Pour la première fois depuis le début de l’épidémie de choléra en Haïti, les Nations unies admettent publiquement leur rôle dans l’irruption de la maladie dans le pays. D’après de nombreux rapports scientifiques, le choléra a été introduit en octobre 2010 par des casques bleus népalais de la Minustah, la mission onusienne sur l’île des Caraïbes, et a fait près de 10 000 morts et 800 000 infectés. Mais jusqu’ici, l’ONU avait toujours nié son implication.
« L’ONU est parvenue à la conclusion qu’elle doit faire beaucoup plus étant donné sa propre implication dans le déclenchement (de l’épidémie de choléra, NDLR) et au regard de la souffrance de ceux touchés (par la maladie, NDLR) ». Ces mots ont été écrits par Farhan Haq, l’un des porte-parole du secrétaire général des Nations unies, Ban Ki-moon. Et il poursuit : « Une nouvelle réponse sera présentée au public dans les deux mois à venir », en coordination avec les autorités haïtiennes.

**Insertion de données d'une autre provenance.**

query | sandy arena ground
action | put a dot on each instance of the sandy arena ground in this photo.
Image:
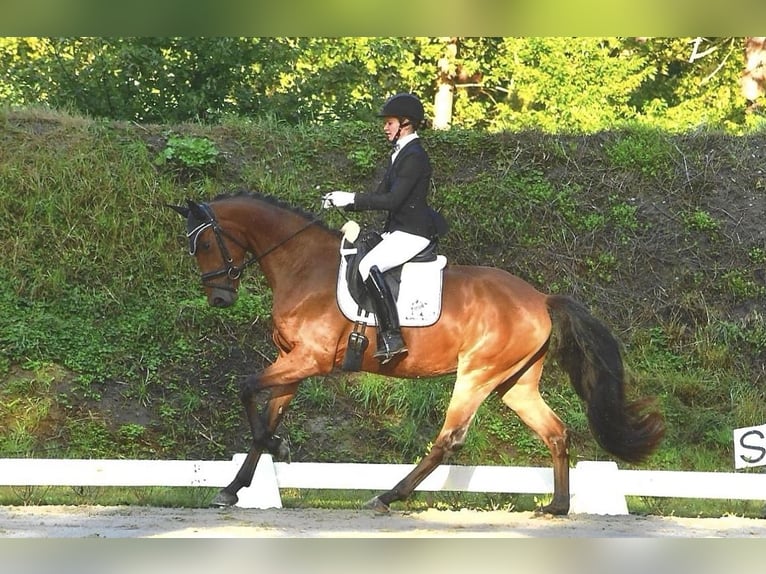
(147, 522)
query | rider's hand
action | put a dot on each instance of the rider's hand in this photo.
(337, 199)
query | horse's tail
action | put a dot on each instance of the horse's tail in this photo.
(592, 357)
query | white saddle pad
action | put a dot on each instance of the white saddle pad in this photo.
(420, 293)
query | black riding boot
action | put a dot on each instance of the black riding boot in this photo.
(390, 342)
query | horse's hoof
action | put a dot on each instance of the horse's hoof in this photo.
(552, 509)
(377, 505)
(283, 452)
(224, 500)
(279, 449)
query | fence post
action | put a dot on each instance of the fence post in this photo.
(596, 489)
(264, 490)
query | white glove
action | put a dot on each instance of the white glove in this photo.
(337, 199)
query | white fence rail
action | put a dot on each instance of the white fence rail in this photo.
(597, 487)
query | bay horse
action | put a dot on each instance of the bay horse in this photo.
(494, 333)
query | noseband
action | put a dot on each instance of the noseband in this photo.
(229, 270)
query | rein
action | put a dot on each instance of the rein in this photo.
(230, 270)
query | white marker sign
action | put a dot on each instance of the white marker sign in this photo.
(750, 446)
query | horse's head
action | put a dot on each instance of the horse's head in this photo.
(220, 256)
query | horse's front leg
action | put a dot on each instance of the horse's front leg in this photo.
(281, 381)
(262, 427)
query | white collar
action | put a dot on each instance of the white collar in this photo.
(401, 142)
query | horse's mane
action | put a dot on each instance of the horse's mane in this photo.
(275, 201)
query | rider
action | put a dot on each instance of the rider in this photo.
(410, 225)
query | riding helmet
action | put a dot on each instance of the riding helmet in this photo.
(403, 106)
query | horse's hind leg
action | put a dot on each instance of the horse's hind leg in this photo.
(466, 398)
(524, 398)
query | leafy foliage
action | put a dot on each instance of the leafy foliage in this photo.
(554, 84)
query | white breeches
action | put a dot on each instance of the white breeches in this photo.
(397, 248)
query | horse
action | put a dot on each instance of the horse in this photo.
(494, 334)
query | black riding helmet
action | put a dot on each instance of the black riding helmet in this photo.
(404, 106)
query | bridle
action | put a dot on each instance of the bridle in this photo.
(229, 270)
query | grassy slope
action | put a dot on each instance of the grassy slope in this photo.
(107, 349)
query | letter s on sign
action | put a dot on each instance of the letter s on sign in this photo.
(752, 451)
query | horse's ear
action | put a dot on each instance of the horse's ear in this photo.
(197, 211)
(184, 211)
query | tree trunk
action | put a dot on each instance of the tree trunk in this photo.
(445, 89)
(753, 79)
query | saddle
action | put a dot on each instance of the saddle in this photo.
(416, 285)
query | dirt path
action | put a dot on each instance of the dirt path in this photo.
(144, 522)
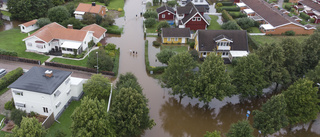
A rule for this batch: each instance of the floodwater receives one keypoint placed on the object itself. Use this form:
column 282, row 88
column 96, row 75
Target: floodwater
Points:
column 190, row 118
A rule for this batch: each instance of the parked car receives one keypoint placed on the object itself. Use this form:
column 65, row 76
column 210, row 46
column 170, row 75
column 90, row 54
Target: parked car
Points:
column 2, row 72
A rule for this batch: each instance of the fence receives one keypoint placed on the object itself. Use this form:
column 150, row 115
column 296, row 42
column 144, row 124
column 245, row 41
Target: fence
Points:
column 55, row 64
column 12, row 58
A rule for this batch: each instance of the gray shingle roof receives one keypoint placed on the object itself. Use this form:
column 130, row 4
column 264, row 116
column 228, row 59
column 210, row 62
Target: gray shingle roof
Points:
column 207, row 42
column 176, row 32
column 35, row 80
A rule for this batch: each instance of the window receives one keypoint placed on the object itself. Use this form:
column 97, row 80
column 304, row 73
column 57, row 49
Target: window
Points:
column 45, row 109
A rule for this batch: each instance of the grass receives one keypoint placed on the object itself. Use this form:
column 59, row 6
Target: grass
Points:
column 6, row 13
column 214, row 25
column 261, row 40
column 65, row 121
column 11, row 40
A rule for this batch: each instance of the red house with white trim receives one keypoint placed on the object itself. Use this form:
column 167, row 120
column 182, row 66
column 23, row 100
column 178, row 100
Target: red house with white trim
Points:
column 166, row 13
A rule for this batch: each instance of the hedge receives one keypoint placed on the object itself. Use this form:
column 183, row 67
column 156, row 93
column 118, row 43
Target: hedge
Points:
column 10, row 77
column 9, row 53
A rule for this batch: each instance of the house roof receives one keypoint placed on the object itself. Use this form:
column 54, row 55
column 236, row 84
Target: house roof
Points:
column 89, row 8
column 35, row 80
column 164, row 8
column 176, row 32
column 98, row 30
column 27, row 24
column 311, row 4
column 56, row 31
column 206, row 39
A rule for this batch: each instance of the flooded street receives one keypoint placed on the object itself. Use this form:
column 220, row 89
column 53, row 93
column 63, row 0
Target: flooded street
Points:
column 190, row 118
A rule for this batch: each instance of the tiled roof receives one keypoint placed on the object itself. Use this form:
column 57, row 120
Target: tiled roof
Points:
column 206, row 40
column 98, row 30
column 27, row 24
column 176, row 32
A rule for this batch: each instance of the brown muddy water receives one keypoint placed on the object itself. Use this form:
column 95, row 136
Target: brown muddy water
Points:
column 190, row 118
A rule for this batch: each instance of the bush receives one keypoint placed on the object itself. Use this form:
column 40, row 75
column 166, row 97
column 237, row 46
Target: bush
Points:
column 10, row 77
column 156, row 43
column 9, row 105
column 290, row 33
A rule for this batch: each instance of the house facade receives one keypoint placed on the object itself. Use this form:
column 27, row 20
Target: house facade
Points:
column 191, row 17
column 29, row 26
column 166, row 13
column 92, row 8
column 227, row 43
column 54, row 37
column 46, row 91
column 175, row 35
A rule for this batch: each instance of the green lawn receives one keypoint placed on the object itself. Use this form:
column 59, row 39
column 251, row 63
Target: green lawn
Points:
column 65, row 121
column 261, row 40
column 214, row 25
column 11, row 40
column 6, row 13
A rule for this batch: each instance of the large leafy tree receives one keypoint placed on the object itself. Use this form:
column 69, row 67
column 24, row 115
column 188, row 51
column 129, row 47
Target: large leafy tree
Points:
column 165, row 55
column 212, row 81
column 26, row 10
column 129, row 113
column 30, row 127
column 273, row 57
column 249, row 76
column 90, row 119
column 179, row 74
column 97, row 86
column 293, row 57
column 272, row 116
column 240, row 129
column 58, row 14
column 302, row 101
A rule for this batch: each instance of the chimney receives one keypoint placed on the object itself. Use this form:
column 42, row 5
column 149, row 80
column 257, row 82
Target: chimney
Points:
column 48, row 73
column 70, row 26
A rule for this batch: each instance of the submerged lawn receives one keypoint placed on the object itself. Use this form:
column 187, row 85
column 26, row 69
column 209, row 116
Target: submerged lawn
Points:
column 11, row 40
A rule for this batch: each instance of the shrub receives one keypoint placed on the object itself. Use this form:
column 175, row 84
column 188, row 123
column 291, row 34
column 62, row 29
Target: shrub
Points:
column 290, row 33
column 9, row 105
column 156, row 43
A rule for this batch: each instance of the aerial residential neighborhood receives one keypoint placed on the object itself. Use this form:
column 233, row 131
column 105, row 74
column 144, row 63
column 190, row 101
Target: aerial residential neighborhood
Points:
column 169, row 68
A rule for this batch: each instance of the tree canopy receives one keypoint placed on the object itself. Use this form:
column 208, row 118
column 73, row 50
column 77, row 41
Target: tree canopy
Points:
column 97, row 86
column 90, row 119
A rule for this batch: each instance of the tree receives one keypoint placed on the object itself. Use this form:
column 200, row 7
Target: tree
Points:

Selon le New York Times, ces déclarations interviennent alors qu’un nouveau rapport interne de l’ONU fustige dans des termes cinglants la stratégie de l’organisation internationale vis-à-vis de l’épidémie de choléra en Haïti. Le rapporteur Philip Alston, un professeur de droit à l’université de New York qui conseille les Nations unies sur des questions de droits de l’homme, qualifie cette stratégie de « moralement inadmissible, légalement indéfendable et politiquement suicidaire ». Les 19 pages de son rapport remis le 8 août n’ont pas encore été publiées. C’est le New York Times qui a pu en obtenir une copie.
Une victoire pour des milliers d’Haïtiens
En Haïti, les avocats des victimes du choléra, qui depuis cinq ans réclament des indemnisations, ont salué ce qui semble être un changement de cap. « C’est une victoire majeure pour des milliers d’Haïtiens qui, pour obtenir justice, ont marché, ont signé des pétitions et ont finalement traîné l’ONU devant un tribunal », expliquent-ils dans un communiqué. « Il était grand temps pour l’ONU de montrer que le principe « les droits de l’homme pour tous » s’applique également aux Haïtiens ».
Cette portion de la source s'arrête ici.